Overseas Specialist Surgical Association of Australia (OSSAA), Adelaide, Australia.
Royal Australasian College of Surgeons (RACS), Melbourne, Australia.
World J Surg. 2020 Jun;44(6):1699-1705. doi: 10.1007/s00268-020-05388-3.
Plastic and reconstructive surgical teams visiting from Australia, a high-income country, have delivered cleft surgical services to Timor Leste since 2000 on a volunteer basis. This paper aims to estimate the economic benefit of correcting cleft deformities in this new nation as it evolved its healthcare delivery service from independence in 1999.
We have utilised a prospective database of all cleft surgical interventions performed during 44 plastic surgical missions over the last 18 years. The disability-adjusted life year (DALY) framework was used to calculate the total DALYs averted by primary cleft lip and palate repair. The 2004 global burden of disease disability weights were used. Economic benefits were calculated using the gross national income (GNI) and the value of a statistical life (VSL) methods for Timor Leste. Estimates were adjusted for treatment effectiveness, counterfactual cases, and complications. Cost estimates included the local hospitalisation costs, the foregone salaries of the visiting surgeons and nurses, other costs associated with providing surgical care, and an estimate for foregone wages of the patients or their carers. Sensitivity analysis was performed with income elasticity set to 0.55, 1.0, and 1.5.

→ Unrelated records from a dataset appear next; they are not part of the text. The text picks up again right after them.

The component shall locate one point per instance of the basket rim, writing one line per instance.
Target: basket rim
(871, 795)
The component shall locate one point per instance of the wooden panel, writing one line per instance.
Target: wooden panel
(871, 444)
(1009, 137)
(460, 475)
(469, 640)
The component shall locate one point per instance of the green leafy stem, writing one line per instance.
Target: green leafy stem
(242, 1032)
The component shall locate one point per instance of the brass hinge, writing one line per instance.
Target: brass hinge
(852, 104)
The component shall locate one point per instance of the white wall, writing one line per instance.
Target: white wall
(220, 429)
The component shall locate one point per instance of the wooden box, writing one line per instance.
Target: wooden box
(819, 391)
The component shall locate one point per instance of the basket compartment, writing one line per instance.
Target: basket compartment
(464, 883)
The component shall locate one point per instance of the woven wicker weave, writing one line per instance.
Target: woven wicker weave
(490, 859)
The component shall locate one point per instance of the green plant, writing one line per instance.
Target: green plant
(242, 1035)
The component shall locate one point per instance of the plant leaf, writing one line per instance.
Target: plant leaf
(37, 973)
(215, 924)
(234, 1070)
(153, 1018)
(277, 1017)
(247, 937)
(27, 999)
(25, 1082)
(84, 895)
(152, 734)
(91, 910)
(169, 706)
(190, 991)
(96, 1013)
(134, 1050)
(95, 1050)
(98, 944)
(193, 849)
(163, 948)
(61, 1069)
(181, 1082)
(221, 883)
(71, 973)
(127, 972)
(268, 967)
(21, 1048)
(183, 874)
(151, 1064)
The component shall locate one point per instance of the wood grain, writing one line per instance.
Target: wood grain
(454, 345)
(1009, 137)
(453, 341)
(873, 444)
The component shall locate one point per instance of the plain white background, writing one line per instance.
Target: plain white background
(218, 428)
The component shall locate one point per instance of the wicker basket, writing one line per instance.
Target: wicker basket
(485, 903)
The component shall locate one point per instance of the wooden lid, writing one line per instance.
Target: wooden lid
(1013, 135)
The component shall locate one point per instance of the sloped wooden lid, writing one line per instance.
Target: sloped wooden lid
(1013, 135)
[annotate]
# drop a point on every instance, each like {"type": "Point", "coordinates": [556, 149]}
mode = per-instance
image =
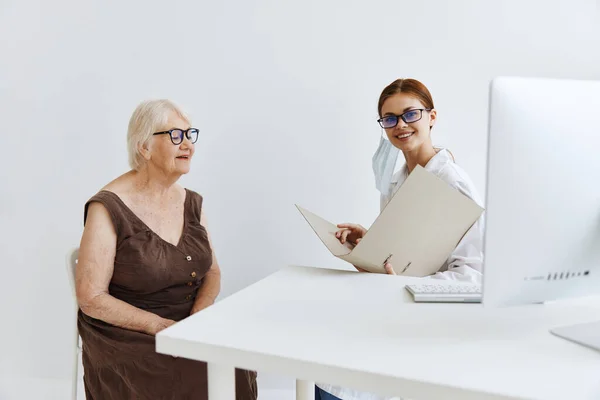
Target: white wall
{"type": "Point", "coordinates": [284, 94]}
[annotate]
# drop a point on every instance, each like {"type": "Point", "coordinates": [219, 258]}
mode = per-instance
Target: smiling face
{"type": "Point", "coordinates": [409, 136]}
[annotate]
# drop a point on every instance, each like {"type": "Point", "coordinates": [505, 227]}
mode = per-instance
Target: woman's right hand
{"type": "Point", "coordinates": [351, 233]}
{"type": "Point", "coordinates": [160, 324]}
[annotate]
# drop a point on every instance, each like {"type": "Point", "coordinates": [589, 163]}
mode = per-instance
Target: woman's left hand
{"type": "Point", "coordinates": [200, 306]}
{"type": "Point", "coordinates": [389, 269]}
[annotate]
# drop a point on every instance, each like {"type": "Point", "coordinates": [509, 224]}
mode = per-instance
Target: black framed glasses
{"type": "Point", "coordinates": [176, 135]}
{"type": "Point", "coordinates": [390, 121]}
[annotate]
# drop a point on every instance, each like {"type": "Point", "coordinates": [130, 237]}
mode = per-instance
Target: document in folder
{"type": "Point", "coordinates": [417, 231]}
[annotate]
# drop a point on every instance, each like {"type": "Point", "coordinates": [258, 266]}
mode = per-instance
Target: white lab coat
{"type": "Point", "coordinates": [466, 261]}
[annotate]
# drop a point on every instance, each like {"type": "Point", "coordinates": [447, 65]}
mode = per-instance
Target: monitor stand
{"type": "Point", "coordinates": [587, 334]}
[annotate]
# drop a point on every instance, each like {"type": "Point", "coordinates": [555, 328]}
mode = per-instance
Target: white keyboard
{"type": "Point", "coordinates": [453, 293]}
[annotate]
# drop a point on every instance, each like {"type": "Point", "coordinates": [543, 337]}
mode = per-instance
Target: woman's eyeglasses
{"type": "Point", "coordinates": [176, 135]}
{"type": "Point", "coordinates": [390, 121]}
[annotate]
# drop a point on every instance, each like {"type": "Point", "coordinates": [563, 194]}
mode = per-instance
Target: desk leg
{"type": "Point", "coordinates": [221, 382]}
{"type": "Point", "coordinates": [305, 390]}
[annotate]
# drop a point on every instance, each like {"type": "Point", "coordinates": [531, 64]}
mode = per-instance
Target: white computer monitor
{"type": "Point", "coordinates": [542, 239]}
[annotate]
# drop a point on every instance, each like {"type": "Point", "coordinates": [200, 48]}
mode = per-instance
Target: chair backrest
{"type": "Point", "coordinates": [71, 265]}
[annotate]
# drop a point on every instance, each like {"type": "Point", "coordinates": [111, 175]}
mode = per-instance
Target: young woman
{"type": "Point", "coordinates": [407, 114]}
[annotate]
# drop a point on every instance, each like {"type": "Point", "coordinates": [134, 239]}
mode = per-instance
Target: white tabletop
{"type": "Point", "coordinates": [363, 331]}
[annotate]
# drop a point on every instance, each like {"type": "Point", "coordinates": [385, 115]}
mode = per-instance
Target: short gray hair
{"type": "Point", "coordinates": [149, 117]}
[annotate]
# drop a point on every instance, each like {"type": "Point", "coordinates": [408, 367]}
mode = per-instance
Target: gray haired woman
{"type": "Point", "coordinates": [145, 262]}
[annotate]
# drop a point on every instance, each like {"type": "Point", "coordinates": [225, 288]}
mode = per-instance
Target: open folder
{"type": "Point", "coordinates": [417, 230]}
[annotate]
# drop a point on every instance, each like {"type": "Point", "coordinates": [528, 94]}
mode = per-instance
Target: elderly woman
{"type": "Point", "coordinates": [145, 262]}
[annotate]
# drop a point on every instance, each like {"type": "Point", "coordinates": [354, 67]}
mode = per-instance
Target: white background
{"type": "Point", "coordinates": [285, 96]}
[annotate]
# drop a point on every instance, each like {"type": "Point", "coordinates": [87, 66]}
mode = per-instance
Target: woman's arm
{"type": "Point", "coordinates": [466, 261]}
{"type": "Point", "coordinates": [94, 271]}
{"type": "Point", "coordinates": [211, 283]}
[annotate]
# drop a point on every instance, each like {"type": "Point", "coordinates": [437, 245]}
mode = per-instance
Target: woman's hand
{"type": "Point", "coordinates": [389, 269]}
{"type": "Point", "coordinates": [351, 233]}
{"type": "Point", "coordinates": [159, 324]}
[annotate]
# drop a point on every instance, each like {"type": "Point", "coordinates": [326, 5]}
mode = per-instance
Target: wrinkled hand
{"type": "Point", "coordinates": [161, 324]}
{"type": "Point", "coordinates": [389, 269]}
{"type": "Point", "coordinates": [201, 306]}
{"type": "Point", "coordinates": [351, 233]}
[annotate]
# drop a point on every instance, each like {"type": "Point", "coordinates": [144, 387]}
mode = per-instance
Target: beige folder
{"type": "Point", "coordinates": [417, 230]}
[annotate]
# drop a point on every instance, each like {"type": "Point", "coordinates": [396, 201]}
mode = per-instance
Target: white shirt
{"type": "Point", "coordinates": [464, 264]}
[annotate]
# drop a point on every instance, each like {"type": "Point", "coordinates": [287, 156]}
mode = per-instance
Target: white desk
{"type": "Point", "coordinates": [363, 331]}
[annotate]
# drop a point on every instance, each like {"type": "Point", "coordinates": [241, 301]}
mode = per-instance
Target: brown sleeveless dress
{"type": "Point", "coordinates": [156, 276]}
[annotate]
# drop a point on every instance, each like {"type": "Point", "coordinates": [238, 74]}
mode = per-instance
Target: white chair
{"type": "Point", "coordinates": [71, 265]}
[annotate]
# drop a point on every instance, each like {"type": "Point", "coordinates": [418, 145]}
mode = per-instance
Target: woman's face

During 44 visiting plastic surgical missions to Timor Leste, 1500 procedures were performed, including 843 primary cleft lip and palate operations. The cleft procedures resulted in the aversion of 842 DALYs and an economic return to Timor Leste of USD 2.2 million (GNI-based) or USD 197,917 (VSL-based). Our programme cost USD 705 per DALY averted. The economic return on investment was 0.3:1 (VSL-based) or 3.8:1 (GNI-based).
A sustained and consistent visiting team approach providing repair of cleft lip and palate defects has resulted in considerable economic gain for Timor Leste over an 18-year period. The training of a local surgeon and multidisciplinary team with ongoing support to the in-country cleft service is expected to reduce the cost per DALY averted once the surgeon and team are able to manage clefts independently.
自 2000 年以来,来自高收入国家澳大利亚的整形和重建外科团队一直在自愿基础上向东帝汶提供腭裂手术服务。本文旨在估计自 1999 年独立以来,随着国家医疗服务提供模式的发展,东帝汶在矫正腭裂畸形方面的经济效益。
我们利用了一个前瞻性数据库,其中包含过去 18 年来在 44 次整形外科任务中进行的所有腭裂手术干预措施。使用残疾调整生命年(DALY)框架来计算主要唇腭裂修复术避免的总 DALY。使用 2004 年全球疾病负担残疾权重。使用东帝汶的国民总收入(GNI)和生命统计价值(VSL)方法计算经济效益。估计数根据治疗效果、反事实病例和并发症进行了调整。成本估计包括当地住院费用、来访外科医生和护士的工资损失、提供手术护理的其他费用以及患者或其照顾者的工资损失估计。敏感性分析中,收入弹性设定为 0.55、1.0 和 1.5。
在前往东帝汶的 44 次整形外科任务中,共进行了 1500 次手术,其中包括 843 例主要唇腭裂手术。这些腭裂手术避免了 842 个 DALY,并为东帝汶带来了 220 万美元(基于 GNI)或 197917 美元(基于 VSL)的经济回报。我们的项目每避免一个 DALY 的成本为 705 美元。投资的经济回报率为 0.3:1(基于 VSL)或 3.8:1(基于 GNI)。
持续和一致的访问团队方法提供了唇腭裂修复,在 18 年期间为东帝汶带来了可观的经济效益。随着本国能够独立管理腭裂,预计培训当地外科医生和多学科团队并为国内腭裂服务提供持续支持,将降低每避免一个 DALY 的成本。